Ces paiements de voiture sont versés directement aux employés qui en bénéficient ou à l'entreprise qui loue l'automobile, explique M. Freedman.

Un ex-patron prêt à revoir les primes de départ

Un des cadres supérieurs qui a bénéficié d'une généreuse indemnité de départ en quittant son poste l'an dernier, reconnaît que ce programme pourrait être revu.

L'ancien directeur général de l'INRS, Pierre Lapointe, qui a reçu une prime de 167 000 $ trois jours avant d'obtenir un poste prestigieux dans le secteur privé, croit qu'il faudrait cependant réviser les salaires des hauts dirigeants pour qu'ils soient «plus compétitifs.»

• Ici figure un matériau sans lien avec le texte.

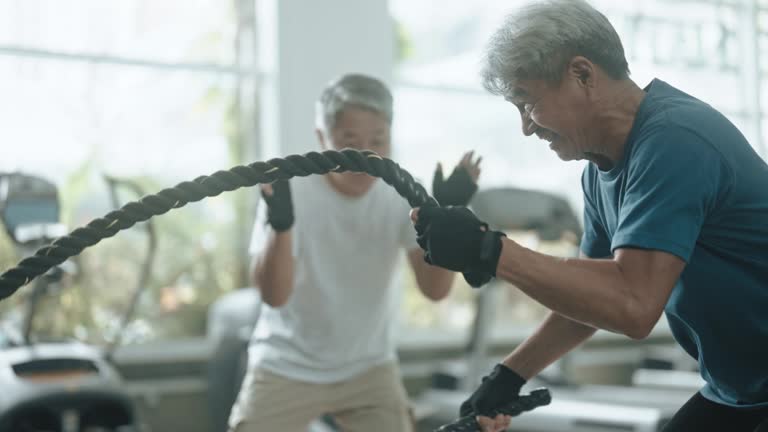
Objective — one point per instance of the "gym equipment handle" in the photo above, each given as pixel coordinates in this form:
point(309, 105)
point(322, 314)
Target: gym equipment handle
point(536, 398)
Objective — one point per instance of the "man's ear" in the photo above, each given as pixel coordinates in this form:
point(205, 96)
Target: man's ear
point(583, 70)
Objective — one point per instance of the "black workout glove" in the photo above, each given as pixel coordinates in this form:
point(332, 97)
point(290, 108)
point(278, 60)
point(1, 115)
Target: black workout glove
point(457, 190)
point(499, 388)
point(455, 239)
point(279, 206)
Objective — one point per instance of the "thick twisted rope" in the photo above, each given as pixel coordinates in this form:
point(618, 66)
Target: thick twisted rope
point(75, 242)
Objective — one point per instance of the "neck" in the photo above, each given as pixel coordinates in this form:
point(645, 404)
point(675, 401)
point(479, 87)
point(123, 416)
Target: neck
point(616, 116)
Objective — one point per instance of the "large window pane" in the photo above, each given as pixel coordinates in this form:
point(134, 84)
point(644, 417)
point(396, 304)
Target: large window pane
point(167, 30)
point(72, 122)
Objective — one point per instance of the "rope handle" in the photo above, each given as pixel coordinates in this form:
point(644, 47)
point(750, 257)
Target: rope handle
point(535, 399)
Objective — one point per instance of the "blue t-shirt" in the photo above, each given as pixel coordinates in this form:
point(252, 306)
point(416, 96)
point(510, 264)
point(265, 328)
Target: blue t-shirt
point(691, 185)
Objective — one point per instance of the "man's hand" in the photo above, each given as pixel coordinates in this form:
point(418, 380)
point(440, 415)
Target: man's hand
point(499, 388)
point(458, 189)
point(279, 205)
point(455, 239)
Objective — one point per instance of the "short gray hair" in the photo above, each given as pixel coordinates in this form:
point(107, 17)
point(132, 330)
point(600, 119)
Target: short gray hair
point(352, 91)
point(539, 40)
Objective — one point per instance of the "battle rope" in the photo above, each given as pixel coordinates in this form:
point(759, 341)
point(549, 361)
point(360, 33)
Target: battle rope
point(536, 398)
point(72, 244)
point(183, 193)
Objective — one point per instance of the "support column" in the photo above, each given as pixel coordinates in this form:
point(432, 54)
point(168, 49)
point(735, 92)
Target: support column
point(303, 45)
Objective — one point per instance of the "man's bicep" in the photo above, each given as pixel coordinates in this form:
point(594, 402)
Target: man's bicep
point(651, 274)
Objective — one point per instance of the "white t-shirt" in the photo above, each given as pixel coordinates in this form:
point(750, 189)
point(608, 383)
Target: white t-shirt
point(340, 318)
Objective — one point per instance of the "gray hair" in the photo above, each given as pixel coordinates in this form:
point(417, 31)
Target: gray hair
point(352, 91)
point(539, 40)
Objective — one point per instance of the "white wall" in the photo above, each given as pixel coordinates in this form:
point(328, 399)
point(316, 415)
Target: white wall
point(303, 44)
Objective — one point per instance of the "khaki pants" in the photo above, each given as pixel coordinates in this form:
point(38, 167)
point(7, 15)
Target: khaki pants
point(375, 401)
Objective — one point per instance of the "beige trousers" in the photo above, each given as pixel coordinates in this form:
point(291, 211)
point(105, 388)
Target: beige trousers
point(374, 401)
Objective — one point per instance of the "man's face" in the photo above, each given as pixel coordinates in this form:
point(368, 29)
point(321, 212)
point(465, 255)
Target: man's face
point(359, 129)
point(557, 113)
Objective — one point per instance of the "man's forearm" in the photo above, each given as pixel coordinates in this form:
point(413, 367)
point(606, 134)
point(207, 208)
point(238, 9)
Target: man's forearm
point(554, 338)
point(590, 291)
point(273, 270)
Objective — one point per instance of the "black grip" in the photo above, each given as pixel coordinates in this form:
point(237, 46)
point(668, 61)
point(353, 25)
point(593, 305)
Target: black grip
point(536, 398)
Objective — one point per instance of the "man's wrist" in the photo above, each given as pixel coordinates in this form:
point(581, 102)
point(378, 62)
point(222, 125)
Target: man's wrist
point(491, 246)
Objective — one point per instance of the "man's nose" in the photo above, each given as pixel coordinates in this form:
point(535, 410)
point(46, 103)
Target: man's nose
point(529, 127)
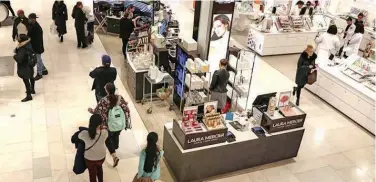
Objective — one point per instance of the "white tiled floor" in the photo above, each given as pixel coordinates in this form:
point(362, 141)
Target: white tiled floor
point(35, 143)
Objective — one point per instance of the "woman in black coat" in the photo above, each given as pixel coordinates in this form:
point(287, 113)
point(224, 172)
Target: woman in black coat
point(60, 17)
point(80, 20)
point(305, 64)
point(24, 70)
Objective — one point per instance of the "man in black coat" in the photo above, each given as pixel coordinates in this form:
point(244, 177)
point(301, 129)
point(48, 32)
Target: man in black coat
point(103, 75)
point(80, 20)
point(35, 33)
point(60, 17)
point(24, 70)
point(20, 25)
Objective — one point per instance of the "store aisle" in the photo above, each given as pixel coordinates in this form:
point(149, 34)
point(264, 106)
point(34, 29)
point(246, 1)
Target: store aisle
point(35, 136)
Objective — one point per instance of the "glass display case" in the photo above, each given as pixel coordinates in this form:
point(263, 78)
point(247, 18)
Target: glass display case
point(361, 70)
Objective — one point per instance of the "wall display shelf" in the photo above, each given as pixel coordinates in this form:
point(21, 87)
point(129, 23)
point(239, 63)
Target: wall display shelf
point(352, 95)
point(276, 43)
point(241, 64)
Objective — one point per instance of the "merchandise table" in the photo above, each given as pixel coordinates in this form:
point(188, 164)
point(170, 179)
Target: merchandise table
point(277, 43)
point(247, 151)
point(345, 94)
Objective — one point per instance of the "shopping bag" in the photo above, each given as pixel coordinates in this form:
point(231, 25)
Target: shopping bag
point(142, 179)
point(53, 28)
point(312, 77)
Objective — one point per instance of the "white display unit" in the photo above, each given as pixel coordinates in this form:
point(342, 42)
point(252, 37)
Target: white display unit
point(277, 43)
point(345, 94)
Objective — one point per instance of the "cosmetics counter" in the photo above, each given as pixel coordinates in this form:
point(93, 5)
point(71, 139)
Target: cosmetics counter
point(349, 86)
point(277, 35)
point(225, 143)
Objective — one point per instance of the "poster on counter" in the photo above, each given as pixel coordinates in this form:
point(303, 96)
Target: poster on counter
point(219, 39)
point(210, 107)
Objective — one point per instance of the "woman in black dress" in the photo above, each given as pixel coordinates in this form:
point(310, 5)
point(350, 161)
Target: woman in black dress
point(60, 17)
point(305, 64)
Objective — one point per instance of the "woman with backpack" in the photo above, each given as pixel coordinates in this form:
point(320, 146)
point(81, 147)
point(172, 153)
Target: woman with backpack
point(114, 111)
point(95, 151)
point(148, 166)
point(24, 66)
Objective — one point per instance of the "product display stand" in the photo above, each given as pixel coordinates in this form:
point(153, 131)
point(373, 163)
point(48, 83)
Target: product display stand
point(182, 56)
point(241, 65)
point(247, 151)
point(347, 91)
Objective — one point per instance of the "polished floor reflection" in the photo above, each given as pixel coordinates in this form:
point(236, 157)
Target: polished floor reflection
point(35, 136)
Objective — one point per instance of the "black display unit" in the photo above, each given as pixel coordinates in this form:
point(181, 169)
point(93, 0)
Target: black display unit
point(182, 56)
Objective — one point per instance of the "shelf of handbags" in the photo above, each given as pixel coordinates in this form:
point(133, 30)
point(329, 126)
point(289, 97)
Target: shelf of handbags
point(241, 63)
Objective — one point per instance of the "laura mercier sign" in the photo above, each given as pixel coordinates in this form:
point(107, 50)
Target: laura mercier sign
point(205, 139)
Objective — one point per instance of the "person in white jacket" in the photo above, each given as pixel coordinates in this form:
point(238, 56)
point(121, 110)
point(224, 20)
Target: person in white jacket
point(352, 46)
point(328, 43)
point(349, 32)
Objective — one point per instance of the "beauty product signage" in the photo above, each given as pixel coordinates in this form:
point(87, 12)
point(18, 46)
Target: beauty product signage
point(199, 139)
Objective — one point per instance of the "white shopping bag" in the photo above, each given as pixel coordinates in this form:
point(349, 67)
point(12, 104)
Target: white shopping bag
point(53, 28)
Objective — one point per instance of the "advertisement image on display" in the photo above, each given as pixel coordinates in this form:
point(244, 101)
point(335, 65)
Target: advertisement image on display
point(219, 38)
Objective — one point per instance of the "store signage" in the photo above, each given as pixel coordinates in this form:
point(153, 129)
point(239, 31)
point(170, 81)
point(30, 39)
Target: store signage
point(281, 124)
point(199, 139)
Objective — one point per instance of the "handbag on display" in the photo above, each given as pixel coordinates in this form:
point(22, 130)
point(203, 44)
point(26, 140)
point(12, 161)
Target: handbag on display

«Ces emplois-là ne sont pas de tout repos. Et, d'une certaine façon, ça prend un élément de bonification», a-t-il plaidé.

Le palmarès des salaires

Combien gagnent les grands patrons de nos universités?

Université McGill
Heather Munroe-Blum, rectrice

  • Salaire de base:
    358 173$
  • Nombre d’étudiants:
    34 000

    Université Concordia
    Judith Woodsworth, rectrice

  • Salaire de base:
    350 000$
  • Nombre d’étudiants:
    44 000

    Université de Montréal
    Luc Vinet, recteur

  • Salaire de base:
    339 000$ **
  • Nombre d’étudiants:
    54 000

    Université de Sherbrooke
    Bruno-Marie Béchard, recteur sortant

  • Salaire de base:
    278 327$
  • Nombre d’étudiants:
    30 000

    Université Laval
    Denis Brière, recteur

  • Salaire de base:
    270 000$
  • Nombre d’étudiants:
    44 000

    HEC Montréal
    Michel Patry, directeur

  • Salaire de base:
    240 288$*
  • Nombre d’étudiants:
    12 000

    École polytechnique de Montréal
    Christophe Guy, directeur général

  • Salaire de base:
    195 000$*
  • Nombre d’étudiants:
    6000

    Université du Québec, siège social
    Pierre Moreau, président sortant

  • Salaire de base:
    186 180$

    Université du Québec à Montréal
    Claude Corbo, recteur

  • Salaire de base:
    176 871$*
  • Nombre d’étudiants:
    49 000

    Université du Québec à Trois-Rivières
    Ghislain Bourque, recteur

  • Salaire de base:
    170 913$
  • Nombre d’étudiants:
    11 000

    Université du Québec à Chicoutimi
    Michel Belley, recteur

  • Salaire de base:
    170 913$
  • Nombre d’étudiants:
    6 500

    Institut national de la recherche scientifique (INRS)
    Pierre Lapointe, d.g. sortant

  • Salaire de base:
    167 562$
  • Nombre d’étudiants:
    600

    Université du Québec à Rimouski
    Michel Ringuet, recteur

  • Salaire de base:
    161 418$
  • Nombre d’étudiants:
    5 600

    Université du Québec en Outaouais
    Jean Vaillancourt, recteur

  • Salaire de base:
    161 416$
  • Nombre d’étudiants:
    5 500

    Université du Québec en Abitibi-Témiscamingue
    Johanne Jean, rectrice

  • Salaire de base:
    151 923$
  • Nombre d’étudiants:
    2 800

    École nationale d’administration publique
    Marcel Proulx, directeur général

  • Salaire de base:
    151 923$
  • Nombre d’étudiants:
    1 900

    *: Données pour l'année 2007-2008
    **: Donnée tirée d'un reportage du journal Le Devoir.